Glucose control and CVD risk
The interventional studies like ACCORD, VADT and ADVANCE have
not found the benefit of intensive glucose control in reducing the risk
of CVD, as already mentioned by Ilse and Aye in the previous post.
Some studies, such as the ACCORD, have actually found an
increased risk of CVD mortality with intensive glucose lowering and
the reason for this is not completely understood and hypoglycaemia
has been implicated to be a contributing factor.

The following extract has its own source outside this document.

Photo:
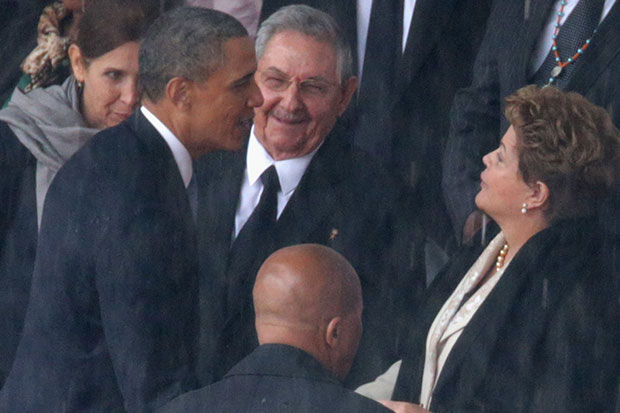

The results from a UK General Practice Research Database , have
suggested a U- shaped relationship between Hba1c levels and CV
events , with the lowest hazard ratio at Hba1c of 7,5%, Maclsaac and
Jerums (2011).
Fang et al (2016), in a meta-analysis of 13 randomized controlled
trials with 58 160 type 2 diabetes patients, found that intensive
therapy reduces major cardiovascular events (MACE)and myocardial
infarction(MI) but had no effect on risk of total mortality, cardiac death
,stroke and congestive heart failure (CHF). The following results were
observed:
◦ MACE:
Relative risk , RR: 0.92, P=0.042
◦ MI:
RR:0.90, P=0.020
◦ Total Mortality:
RR:0.98, P=0.693
◦ Cardiac Death:
RR:1.0 , P0.999
◦ Stroke:
RR:0.94. P=0.333
◦ CHF :
RR:1,19, P= 0.108
Based on the trial results, my conclusion is that glucose lowering
has beneficial effects on reducing cardiovascular risk but other
factors, such as adverse drug effects might contribute to the
increased cardiovascular risk during intensive therapy.